Nach einigen Monaten Pause melde ich mich wieder zurück. Warum? Nun… zum einen, weil ein neuer Beitrag schon längst überfällig ist und zum anderen weil ich gerade festgestellt habe, wie unterschiedlich die ursprüngliche Intention und die tatsächliche Wirkung einer Werbekampagne sein können. Dies führt unweigerlich zu der Frage, was der Ansatzpunkt bei der Beurteilung einer kritischen Werbung durch den Werberat bzw. durch die Rechtsprechung sein kann.
Wirkt ein Werbebild auf den Betrachter geschmacklos oder anstößig, klingeln bei uns Weltverbesserern und Moralaposteln sämtliche Alarmglocken. Wir erheben den Zeigefinger in unserem Freundeskreis und regen uns darüber auf, wie stillos doch manche Unternehmen zum Werbepinsel greifen, nur um Aufmerksamkeit zu erregen. Die ganz hartgesottenen schreiben eine Beschwerdemail an den Werberat (…das kann man übrigens hier machen). Konkurrenten und nach dem UKlaG anspruchsberechtigte Verbände öffnen vorsichtshalber schon einmal die “abmahnung_vorlage.doc”. Und das ist zunächst auch gut so. Die bei uns existierenden Instrumente zur Werbekontrolle funktionieren allesamt einwandfrei.
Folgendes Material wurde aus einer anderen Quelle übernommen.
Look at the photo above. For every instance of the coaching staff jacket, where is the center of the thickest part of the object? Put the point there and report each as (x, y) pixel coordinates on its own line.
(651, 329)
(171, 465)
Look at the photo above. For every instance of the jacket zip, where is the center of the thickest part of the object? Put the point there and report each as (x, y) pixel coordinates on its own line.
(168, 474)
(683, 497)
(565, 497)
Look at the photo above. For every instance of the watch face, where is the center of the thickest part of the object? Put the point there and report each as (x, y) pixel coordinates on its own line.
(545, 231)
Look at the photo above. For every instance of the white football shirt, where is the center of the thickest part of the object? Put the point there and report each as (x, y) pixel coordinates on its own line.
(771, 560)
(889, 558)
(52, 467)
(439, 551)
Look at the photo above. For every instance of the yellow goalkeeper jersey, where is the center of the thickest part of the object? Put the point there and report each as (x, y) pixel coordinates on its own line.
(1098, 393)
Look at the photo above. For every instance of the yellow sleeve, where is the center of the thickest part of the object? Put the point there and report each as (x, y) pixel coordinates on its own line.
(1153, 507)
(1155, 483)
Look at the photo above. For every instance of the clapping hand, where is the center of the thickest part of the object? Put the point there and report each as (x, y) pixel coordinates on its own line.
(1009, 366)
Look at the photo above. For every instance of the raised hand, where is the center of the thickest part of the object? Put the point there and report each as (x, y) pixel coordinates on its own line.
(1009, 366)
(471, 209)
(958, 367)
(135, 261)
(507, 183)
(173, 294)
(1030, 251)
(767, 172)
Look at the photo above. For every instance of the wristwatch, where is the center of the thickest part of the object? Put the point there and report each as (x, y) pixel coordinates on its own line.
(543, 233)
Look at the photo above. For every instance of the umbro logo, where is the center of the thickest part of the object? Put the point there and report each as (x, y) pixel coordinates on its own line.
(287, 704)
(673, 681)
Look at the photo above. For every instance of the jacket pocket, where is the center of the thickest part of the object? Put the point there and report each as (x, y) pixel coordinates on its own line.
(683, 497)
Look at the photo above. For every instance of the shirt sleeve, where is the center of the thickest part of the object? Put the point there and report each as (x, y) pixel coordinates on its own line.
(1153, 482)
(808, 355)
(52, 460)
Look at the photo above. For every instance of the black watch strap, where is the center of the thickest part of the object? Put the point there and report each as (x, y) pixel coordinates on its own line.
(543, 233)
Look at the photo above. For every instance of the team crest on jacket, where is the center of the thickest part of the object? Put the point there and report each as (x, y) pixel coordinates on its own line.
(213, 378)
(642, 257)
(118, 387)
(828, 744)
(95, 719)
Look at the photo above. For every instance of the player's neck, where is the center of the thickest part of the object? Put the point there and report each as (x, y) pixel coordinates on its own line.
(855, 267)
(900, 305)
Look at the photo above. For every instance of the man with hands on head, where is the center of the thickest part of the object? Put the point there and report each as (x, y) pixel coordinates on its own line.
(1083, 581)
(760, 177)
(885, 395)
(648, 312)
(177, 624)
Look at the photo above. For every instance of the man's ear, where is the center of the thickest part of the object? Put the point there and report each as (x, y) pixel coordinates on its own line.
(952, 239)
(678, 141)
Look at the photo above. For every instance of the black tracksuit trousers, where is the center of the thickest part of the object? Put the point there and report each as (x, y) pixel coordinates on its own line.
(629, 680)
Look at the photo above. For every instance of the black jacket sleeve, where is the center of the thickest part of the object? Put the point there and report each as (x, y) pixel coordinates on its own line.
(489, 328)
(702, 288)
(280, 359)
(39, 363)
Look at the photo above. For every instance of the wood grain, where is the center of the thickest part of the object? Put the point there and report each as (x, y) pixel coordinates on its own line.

Als das werbende Unternehmen die ganze Aufregung mitbekommt, versteht es aber die Welt nicht mehr. Die Idee dahinter war doch eine ganz andere. Die hirnlose Zombie-Armee der Adressaten begreift einfach nicht, worum es wirklich geht. So geschehen im Falle einer Anzeige des Modehauses Breuninger:
OH. MEIN. GOTT. Alice Schwarzer bläht sich auf, läuft rot an und explodiert. Drei gut gekleidete und gutaussehende Männer im Paternoster-Aufzug, dazwischen eine grimmig glotzende Putzfrau. Und schon beginnt das Geschrei. PATRIARCHAT! FRAUENBILD! DISKRIMINIERUNG! VERACHTUNG! SCHUBLADENDENKEN!
Doch tatsächlich ist es ganz anders! Der Sprecher des Unternehmens äußert sich gegenüber Spiegel Online wie folgt:
“Die Putzfrau sei in Stuttgart – wo das Unternehmen seinen Hauptsitz hat – ein lokales Symbol, stehe für die schwäbische Kehrwoche. Die aktuelle Kampagne für Bürokleidung wolle den Paternoster-Aufzug als einen Ort zeigen, an dem sich alle treffen – vom Firmenchef bis eben zur Putzfrau. Man zeige hier Models neben Personen, die keinen direkten Bezug zu Mode haben. Auf einem anderen Foto ist statt der Putzfrau ein Astronaut zu sehen.” (» Hier geht’s zum Artikel)
Und schon ist die Luft raus. Naja, okay… Wenn das so gemeint ist… Hmm… Vielleicht doch etwas überreagiert.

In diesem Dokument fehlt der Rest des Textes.